Poi c’è un tango che realmente vivi in qualche Milonga. A me è capitato alla “Confitería Ideal” tra l’Avenida Corrientes e Suipacha a pochi passi dall’obelisco, tanto per intenderci. Lì veramente ti rituffi nel passato. Credo che parte del merito vada certamente all’architettura di un locale molto particolare, ma soprattutto sia da ricercare in alcuni personaggi che incontri sulla pista. Sicuramente degli abitué che devono aver ormai consumato il marmetto rosa di un pavimento che porta le loro impronte. Sono caratteristici, semplici se pur molto eleganti. Le loro dame faticano ad alzarsi dalle seggiole viennesi sulle quali però, lasciano le tante primavere trascorse e, una volta abbracciate al loro leader, sembrano tornare ad un passato fatto di tanti bolèi, ganci e ocho. Sono leggere, nonostante l’età e a volte la stazza. Sono eleganti nei lori vestiti in organza. Sono ancora abili sui loro tacchi. Sono spavalde nei movimenti. Sono forti negli abbracci, ma sono soprattutto sincere negli sguardi languidi ed ancora innamorati verso i loro compagni con i quali probabilmente hanno condiviso una vita, tra gioie e dolori che inevitabilmente comporta l’essere su questo pianeta. Le signore sui tavoli hanno tazze di tè, gli uomini un buon bicchiere di vino, quasi mai birra... appesantisce il movimento! Loro, gli uomini, sono molto premurosi. Gentili nel prendere il soprabito all’amata e nell’aiutarla a indossarlo. Nello scendere la lunga scalinata che ti riporta sul piano della strada si sostengono a vicenda ed escono con il sorriso. Si infilano nella notte e nelle corse delle ultime auto prima che l’alba li catturi sul portone di casa.
L’altra faccia di questo tango è quella incontrata al “El Beso” al 416 di Riobamba una traversa dell’Avenida Corrientes. Per me troppo poco spontanea e sincera. Le luci offuscate, le dame in prima fila ritte senza toccare lo schienale delle loro pur comode poltroncine... se solo si degnassero di appoggiare tutto il loro lato B lo scoprirebbero con piacere! Gli sguardi e gli inviti forzati. La musica decisamente antica, senza il minimo spazio per riuscire a muoversi, tante sono le coppie sempre in pista. E poi quel fermarsi a lungo prima di riprendere a ballare dopo ogni brano. Tutti fermi a chiacchierare con sorrisi falsi, perdendo tempo e musica. L’impressione è brutta fin dall’inizio quando cioè una vecchia maitresse che gestisce i tavoli ti dice dove sederti, riservando a chi fa comodo a lei posti che resteranno a lungo vuoti. No, questo non è il tango che mi ha rapito e che mi dà curiosità, che mi fa sentire partecipe e vivo. Non è il tango che sto cercando di scoprire, quel tango che mi porta a capire dove il movimento può regalare emozioni, gioie, senza dimenticare fatica e dedizione per raggiungere l’obiettivo. Per fortuna che ho trovato sulla mia strada “DNI Tango” una scuola al 1011 di Bulnes che ha dato senso al viaggio e alla lontananza che molte volte, anche senza volerlo, mi aggredisce alle spalle e mi lascia sgomento nel buio della notte o alla luce del sole. Tanto a lei poco importa dove sei, lei è solo dietro all’angolo ad aspettarti.

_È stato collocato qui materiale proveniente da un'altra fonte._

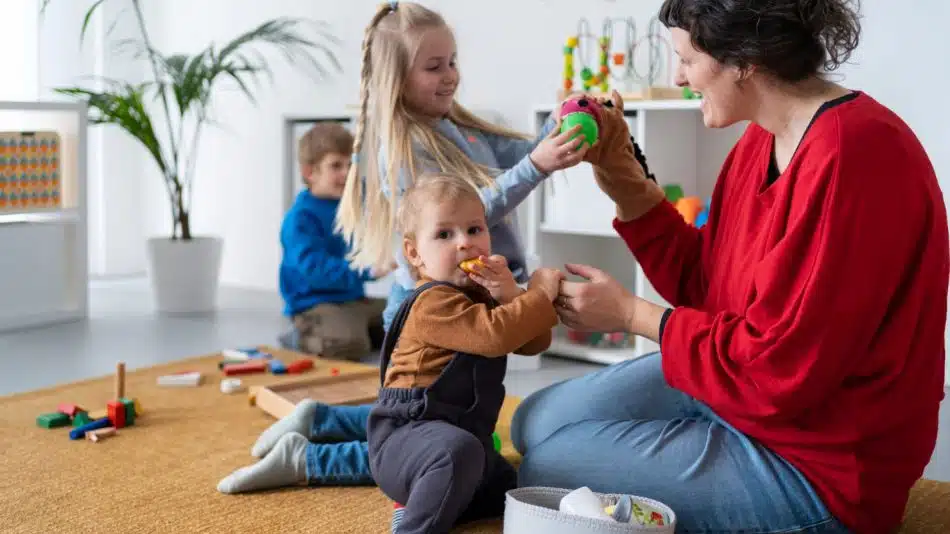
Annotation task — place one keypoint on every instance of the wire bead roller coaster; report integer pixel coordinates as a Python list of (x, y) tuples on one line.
[(618, 64)]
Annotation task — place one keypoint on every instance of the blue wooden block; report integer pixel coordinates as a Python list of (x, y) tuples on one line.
[(80, 432)]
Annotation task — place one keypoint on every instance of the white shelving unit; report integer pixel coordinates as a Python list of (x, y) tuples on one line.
[(570, 219), (44, 267)]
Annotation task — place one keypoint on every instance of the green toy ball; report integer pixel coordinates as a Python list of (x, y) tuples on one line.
[(589, 128), (583, 112)]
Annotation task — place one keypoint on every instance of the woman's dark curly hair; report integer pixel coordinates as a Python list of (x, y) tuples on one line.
[(792, 39)]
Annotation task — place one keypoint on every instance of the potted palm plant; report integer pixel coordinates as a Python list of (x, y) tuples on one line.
[(167, 114)]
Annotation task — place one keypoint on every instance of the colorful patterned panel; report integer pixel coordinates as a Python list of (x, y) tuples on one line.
[(30, 171)]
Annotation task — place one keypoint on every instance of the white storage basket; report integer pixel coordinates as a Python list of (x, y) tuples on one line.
[(534, 510)]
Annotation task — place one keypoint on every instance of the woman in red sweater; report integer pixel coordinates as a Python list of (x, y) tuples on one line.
[(801, 368)]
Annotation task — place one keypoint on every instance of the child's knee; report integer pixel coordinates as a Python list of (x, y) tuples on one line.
[(465, 456)]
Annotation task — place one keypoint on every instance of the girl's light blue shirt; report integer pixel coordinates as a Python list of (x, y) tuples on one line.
[(512, 186)]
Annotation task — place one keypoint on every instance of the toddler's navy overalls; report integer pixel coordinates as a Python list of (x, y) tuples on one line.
[(431, 448)]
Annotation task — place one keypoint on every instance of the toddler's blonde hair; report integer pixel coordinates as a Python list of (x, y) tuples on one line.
[(366, 216), (429, 188)]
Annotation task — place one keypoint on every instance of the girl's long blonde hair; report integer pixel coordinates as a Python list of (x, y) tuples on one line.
[(366, 215)]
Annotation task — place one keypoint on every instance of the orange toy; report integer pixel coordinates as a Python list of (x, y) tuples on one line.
[(689, 208)]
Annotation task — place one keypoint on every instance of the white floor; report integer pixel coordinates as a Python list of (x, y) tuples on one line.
[(122, 326)]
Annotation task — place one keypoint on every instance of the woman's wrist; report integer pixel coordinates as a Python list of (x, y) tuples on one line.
[(644, 318)]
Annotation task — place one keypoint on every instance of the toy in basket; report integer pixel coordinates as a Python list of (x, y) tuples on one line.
[(30, 175), (581, 511)]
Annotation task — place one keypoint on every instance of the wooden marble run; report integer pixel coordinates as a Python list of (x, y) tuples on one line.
[(120, 412), (278, 400)]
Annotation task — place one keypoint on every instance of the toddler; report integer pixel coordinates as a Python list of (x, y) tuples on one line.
[(444, 360)]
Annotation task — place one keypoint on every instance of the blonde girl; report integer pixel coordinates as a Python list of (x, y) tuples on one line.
[(410, 123)]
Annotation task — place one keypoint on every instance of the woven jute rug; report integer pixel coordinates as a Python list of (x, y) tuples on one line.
[(160, 474)]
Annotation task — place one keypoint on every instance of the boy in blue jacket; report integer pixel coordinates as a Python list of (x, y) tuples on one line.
[(323, 295)]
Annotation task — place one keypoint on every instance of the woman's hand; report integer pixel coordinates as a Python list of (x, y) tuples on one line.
[(492, 273), (616, 169), (601, 304)]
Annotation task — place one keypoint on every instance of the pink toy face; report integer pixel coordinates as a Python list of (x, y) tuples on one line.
[(582, 105)]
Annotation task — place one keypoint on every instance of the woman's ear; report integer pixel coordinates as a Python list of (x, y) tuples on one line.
[(744, 73)]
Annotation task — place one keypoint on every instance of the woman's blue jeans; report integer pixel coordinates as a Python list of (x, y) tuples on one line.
[(622, 429)]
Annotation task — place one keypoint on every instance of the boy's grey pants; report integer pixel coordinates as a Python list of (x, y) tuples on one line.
[(345, 331)]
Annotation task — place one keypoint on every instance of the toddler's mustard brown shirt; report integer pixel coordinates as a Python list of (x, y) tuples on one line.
[(445, 320)]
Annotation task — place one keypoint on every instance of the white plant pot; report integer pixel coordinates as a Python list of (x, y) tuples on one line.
[(184, 274)]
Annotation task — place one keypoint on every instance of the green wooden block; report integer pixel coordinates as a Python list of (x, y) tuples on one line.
[(129, 411), (52, 420), (81, 418)]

Per la verità ho avuto una soffiata importante per arrivarci e grazie a Dio che ho chiesto, vero Sabina? altrimenti mi sarei perso nella selva delle offerte che a Buenos Aires certo non mancano, ma che ti possono anche far perdere soldi e tempo.

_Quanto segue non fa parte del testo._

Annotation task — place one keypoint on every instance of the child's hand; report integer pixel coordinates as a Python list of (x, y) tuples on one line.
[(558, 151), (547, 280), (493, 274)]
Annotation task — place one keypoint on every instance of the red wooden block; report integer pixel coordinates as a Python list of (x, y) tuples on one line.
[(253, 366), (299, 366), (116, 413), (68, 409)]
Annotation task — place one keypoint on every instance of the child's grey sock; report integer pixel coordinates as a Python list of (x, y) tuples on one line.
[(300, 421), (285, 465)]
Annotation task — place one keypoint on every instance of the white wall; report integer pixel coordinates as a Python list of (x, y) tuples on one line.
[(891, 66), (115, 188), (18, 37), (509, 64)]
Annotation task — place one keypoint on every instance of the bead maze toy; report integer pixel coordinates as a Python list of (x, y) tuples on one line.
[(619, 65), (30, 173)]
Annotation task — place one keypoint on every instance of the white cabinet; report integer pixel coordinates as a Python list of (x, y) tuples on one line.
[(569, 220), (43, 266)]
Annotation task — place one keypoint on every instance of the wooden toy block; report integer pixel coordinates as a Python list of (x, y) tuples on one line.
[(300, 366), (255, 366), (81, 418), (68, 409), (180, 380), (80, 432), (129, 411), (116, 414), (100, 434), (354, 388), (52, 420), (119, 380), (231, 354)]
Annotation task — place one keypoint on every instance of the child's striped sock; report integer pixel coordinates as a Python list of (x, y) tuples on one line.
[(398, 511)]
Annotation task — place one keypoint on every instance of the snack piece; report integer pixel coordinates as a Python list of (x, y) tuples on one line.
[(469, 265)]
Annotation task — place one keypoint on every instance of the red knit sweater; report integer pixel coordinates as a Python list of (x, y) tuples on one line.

Ci sono arrivato con molta circospezione, mi sono affacciato e una volta varcata la soglia sono entrato subito in sintonia. Beh! in effetti è facile pagaiare sulla stessa onda quando a guidarti ci sono ragazzi poco più che 25enni che esprimono gioia, freschezza, eleganza e soprattutto passione. Maestri che hanno fatto della danza e del tango la loro vita. Tutto ciò te lo trasmettono attraverso l’insegnamento e soprattutto quando li vedi ballare. Ti basta osservarli per capire che alla base c’è una continua ricerca tra la relazione del movimento naturale del corpo con il movimento del tango. Il loro metodo (TTC acronimo di Tango Technologia Cenceptual) si basa sull’idea che il ballo è comunicazione e il tango è il suo linguaggio che ha una sua struttura e le sue parole hanno a loro volta una sequenza che diventa una preghiera. Il TTC è il suo alfabeto che divide il tango nei suoi elementi più basici e li segmenta per essere studiati.

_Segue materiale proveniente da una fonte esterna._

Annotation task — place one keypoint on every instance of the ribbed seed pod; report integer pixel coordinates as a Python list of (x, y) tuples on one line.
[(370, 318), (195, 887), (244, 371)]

Detta così è complessa, ma come la esprimono loro la cosa si semplifica. E se non mi inganno credo che siano sulla stessa onda del mitico Graziano Fenzi che ti dice che quando balli è come quando cammini con una donna al tuo fianco: puoi tenere la mano in tasca, puoi abbracciarla, puoi guardarla, puoi relazionarti con lei. Tutto però deve essere estremamente naturale e fluido com’è naturale e bello camminare tenendosi la mano.
C’è un inizio e una fine solo fisica nei viaggi... la mente difficilmente lo capisce!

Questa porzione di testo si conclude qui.